First of all, money, or some kind of material compensation, is necessary (Elizabeth did work for hers). But it is not the only reason we take on jobs. We work for other, possibly “higher,” causes. For most people, the most accessible higher cause is one’s family. But it might also be the welfare of fellow employees who need us to work with them as a successful team. Or the well being of the people our jobs allow us to serve.

Second, the work we do should make a positive impact on wider society. A restaurant server should be able to gain satisfaction from providing a welcoming space to people who are tired, dealing with personal issues, or just in need of a short break during an otherwise difficult afternoon (I’m not suggesting that servers should become counsellors, but only that their clients typically look for a welcoming space, a decent beverage, satisfying food and civil conversation). A realtor must be honest and trustworthy with his or her buyers, sellers, legal team and administrators. A member of a paving crew should leave behind driveways that don’t heave with the frost. A college professor should, to some degree, motivate or inspire students towards the highest level of competence they can achieve.

Lastly I would suggest that a job, even a temporary one, should be seen on some level as a calling. In other words, there is a god. He does not intend for any of us to live haphazardly, pointlessly, or hopelessly. His intention is that our jobs should contribute to a satisfying ordering of our lives.

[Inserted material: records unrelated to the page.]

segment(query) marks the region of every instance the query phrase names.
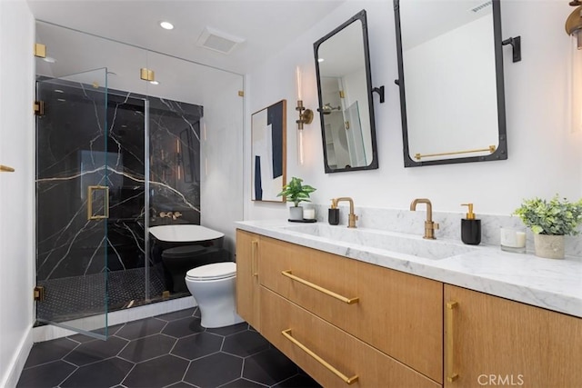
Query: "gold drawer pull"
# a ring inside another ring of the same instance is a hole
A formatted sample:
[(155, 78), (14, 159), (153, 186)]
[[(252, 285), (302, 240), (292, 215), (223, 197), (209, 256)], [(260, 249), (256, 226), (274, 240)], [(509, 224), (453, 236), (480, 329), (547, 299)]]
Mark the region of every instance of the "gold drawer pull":
[(258, 250), (258, 241), (253, 240), (251, 242), (251, 273), (253, 276), (258, 276), (258, 271), (256, 271), (256, 261), (258, 257), (256, 256), (256, 251)]
[(288, 277), (288, 278), (291, 278), (291, 279), (293, 279), (293, 280), (295, 280), (296, 282), (301, 283), (302, 284), (306, 285), (307, 287), (311, 287), (311, 288), (313, 288), (315, 290), (317, 290), (317, 291), (319, 291), (321, 293), (324, 293), (326, 295), (332, 296), (332, 297), (334, 297), (336, 299), (339, 299), (340, 301), (342, 301), (344, 303), (346, 303), (347, 304), (356, 303), (360, 300), (360, 298), (358, 298), (357, 296), (355, 297), (355, 298), (346, 298), (346, 296), (340, 295), (339, 293), (336, 293), (333, 291), (327, 290), (326, 288), (321, 287), (321, 286), (319, 286), (317, 284), (314, 284), (313, 283), (307, 282), (305, 279), (301, 279), (300, 277), (297, 277), (297, 276), (294, 275), (292, 274), (291, 270), (283, 271), (283, 272), (281, 272), (281, 274), (283, 275)]
[(453, 383), (458, 378), (458, 374), (454, 372), (455, 359), (453, 348), (453, 312), (458, 306), (457, 302), (447, 303), (447, 338), (445, 346), (445, 354), (447, 355), (447, 381)]
[(329, 372), (332, 372), (337, 377), (342, 379), (344, 381), (344, 383), (346, 383), (346, 384), (351, 385), (351, 384), (353, 384), (354, 383), (356, 383), (357, 381), (357, 374), (356, 374), (356, 375), (354, 375), (352, 377), (347, 377), (346, 374), (342, 373), (337, 369), (336, 369), (332, 365), (330, 365), (323, 358), (319, 357), (317, 354), (316, 354), (311, 350), (309, 350), (309, 348), (307, 348), (306, 345), (304, 345), (299, 341), (297, 341), (295, 338), (293, 338), (293, 336), (291, 335), (291, 329), (284, 330), (283, 332), (281, 332), (281, 333), (283, 335), (285, 335), (285, 338), (286, 338), (287, 340), (291, 341), (293, 343), (295, 343), (296, 345), (300, 347), (301, 350), (303, 350), (305, 353), (306, 353), (307, 354), (309, 354), (310, 356), (315, 358), (317, 363), (321, 363), (326, 368), (327, 368), (327, 370), (329, 370)]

Perhaps the best way to experience the order that work gives to your life is to go through a period — short I hope — of unemployment when you need to be working. The sense of “rightness” that comes with going back to work can be overwhelming. Suddenly, the world feels properly arranged — a whole lot better of a place to live.

Without responsibilities to look after each day, life can quickly feel disordered, pointless. But a job that lines up to some degree with our skills, preferences, goals and morals, can be one of the things that provides purpose and meaning.